Nasceva il 18 luglio di cento anni fa, in un piccolo villaggio del Sudafrica, Rolihlahla Mandela, poi “ribattezzato” Nelson nella scuola segregazionista. Chiamato affettuosamente “Madiba”, il nome datogli all’interno del clan al quale apparteneva, Mandela è stato il padre del Sudafrica liberato dalle atrocità di 43 anni di Apartheid e l’uomo-simbolo, in tutto il mondo, della lotta contro il razzismo e la segregazione razziale. Morì il 5 dicembre 2013, a 95 anni.
A rendere omaggio al grande leader anche l’ex presidente USA Barack Obama, che ha partecipato in SudAfrica alla grande manifestazione dedicata ad uno degli uomini che hanno cambiato la storia dell’umanità.

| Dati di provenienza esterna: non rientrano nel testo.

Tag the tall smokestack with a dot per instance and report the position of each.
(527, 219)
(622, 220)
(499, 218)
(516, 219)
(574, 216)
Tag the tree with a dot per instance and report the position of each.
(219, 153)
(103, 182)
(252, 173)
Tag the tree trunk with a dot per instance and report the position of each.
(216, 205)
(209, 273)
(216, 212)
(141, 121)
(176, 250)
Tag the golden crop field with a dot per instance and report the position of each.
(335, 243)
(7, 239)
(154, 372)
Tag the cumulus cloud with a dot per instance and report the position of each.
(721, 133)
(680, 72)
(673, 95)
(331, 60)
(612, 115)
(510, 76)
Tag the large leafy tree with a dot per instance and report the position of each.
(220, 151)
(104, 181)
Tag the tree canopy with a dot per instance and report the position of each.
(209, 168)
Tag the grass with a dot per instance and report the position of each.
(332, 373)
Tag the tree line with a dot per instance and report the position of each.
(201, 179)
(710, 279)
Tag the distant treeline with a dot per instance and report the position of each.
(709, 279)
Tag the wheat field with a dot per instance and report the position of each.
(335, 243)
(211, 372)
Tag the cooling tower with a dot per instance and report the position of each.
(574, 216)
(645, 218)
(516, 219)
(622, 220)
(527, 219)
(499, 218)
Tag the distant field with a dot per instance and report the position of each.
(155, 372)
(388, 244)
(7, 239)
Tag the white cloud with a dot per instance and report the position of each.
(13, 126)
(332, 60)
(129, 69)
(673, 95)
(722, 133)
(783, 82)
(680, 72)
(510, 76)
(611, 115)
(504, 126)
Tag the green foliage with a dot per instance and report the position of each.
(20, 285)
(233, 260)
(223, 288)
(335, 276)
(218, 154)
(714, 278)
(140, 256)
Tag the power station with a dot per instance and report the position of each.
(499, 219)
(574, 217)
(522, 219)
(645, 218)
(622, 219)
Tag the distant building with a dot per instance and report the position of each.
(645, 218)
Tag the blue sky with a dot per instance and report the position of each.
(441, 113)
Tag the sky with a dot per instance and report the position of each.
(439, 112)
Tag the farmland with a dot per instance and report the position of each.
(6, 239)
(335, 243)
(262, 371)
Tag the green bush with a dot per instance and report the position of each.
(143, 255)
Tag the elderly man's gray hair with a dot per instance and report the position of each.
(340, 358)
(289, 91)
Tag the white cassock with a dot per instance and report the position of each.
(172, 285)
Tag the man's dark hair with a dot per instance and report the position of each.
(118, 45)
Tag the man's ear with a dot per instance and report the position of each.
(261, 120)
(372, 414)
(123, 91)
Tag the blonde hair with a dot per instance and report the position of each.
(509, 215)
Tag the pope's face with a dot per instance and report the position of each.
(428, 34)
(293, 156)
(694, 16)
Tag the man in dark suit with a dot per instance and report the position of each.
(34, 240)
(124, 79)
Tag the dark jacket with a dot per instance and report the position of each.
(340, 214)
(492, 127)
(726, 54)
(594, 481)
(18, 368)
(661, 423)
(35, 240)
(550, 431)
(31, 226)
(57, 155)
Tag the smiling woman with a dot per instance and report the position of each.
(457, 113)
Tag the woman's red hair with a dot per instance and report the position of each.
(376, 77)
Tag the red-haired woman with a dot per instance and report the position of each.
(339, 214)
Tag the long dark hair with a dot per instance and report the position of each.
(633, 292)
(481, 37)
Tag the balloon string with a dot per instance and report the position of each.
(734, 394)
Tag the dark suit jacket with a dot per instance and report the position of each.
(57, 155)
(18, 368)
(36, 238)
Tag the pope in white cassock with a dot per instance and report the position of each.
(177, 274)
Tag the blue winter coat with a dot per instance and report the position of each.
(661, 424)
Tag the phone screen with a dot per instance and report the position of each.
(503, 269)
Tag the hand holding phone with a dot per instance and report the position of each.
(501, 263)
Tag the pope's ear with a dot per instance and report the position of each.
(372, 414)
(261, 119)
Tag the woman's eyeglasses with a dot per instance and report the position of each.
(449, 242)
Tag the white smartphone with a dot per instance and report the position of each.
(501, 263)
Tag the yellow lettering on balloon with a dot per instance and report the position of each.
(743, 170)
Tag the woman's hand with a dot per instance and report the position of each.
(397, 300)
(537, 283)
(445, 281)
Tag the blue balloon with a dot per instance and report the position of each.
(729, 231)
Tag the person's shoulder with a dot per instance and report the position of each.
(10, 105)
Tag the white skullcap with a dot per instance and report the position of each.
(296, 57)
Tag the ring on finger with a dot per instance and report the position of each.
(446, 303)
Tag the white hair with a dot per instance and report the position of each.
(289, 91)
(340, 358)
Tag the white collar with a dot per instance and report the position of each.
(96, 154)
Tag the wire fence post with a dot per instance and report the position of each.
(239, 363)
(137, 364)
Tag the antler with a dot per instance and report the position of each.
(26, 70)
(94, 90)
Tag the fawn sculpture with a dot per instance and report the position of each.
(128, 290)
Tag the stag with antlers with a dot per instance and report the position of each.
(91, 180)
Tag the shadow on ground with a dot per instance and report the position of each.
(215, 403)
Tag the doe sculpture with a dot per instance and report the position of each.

“Credete nei fatti”: con un appello al realismo, interpretato da molti come una critica al suo successore, Donald Trump, e’ tornato sulla scena Barack Obama. Il suo è stato un appello al cambiamento, alla speranza, alla tolleranza, all’uguaglianza e all’inclusione, auspicando la tutela dei valori lasciati in eredità da Mandela e la difesa della democrazia. Pur senza mai citare Trump, il suo riferimento è apparso chiaro: “Senza i fatti non c’è alcuna base per la collaborazione. Se io dico che questo è un podio e voi dite che è un elefante sarà difficile per noi collaborare”.
“C’è una politica della paura e del rancore” In un discorso fortemente politico, valutato come l’espressione più alta del suo impegno da quando ha lasciato la Casa Bianca, un anno e mezzo fa, Obama ha parlato di “tempi strani e incerti”. Ha aperto il suo discorso affermando: “Le notizie ogni giorno ci portano titoli da capogiro e inquietanti”. ha usato parole dure contro i leader che spingono “una politica della paura, del rancore, del trinceramento” e che si muovono “a una velocità inimmaginabile qualche anno fa”.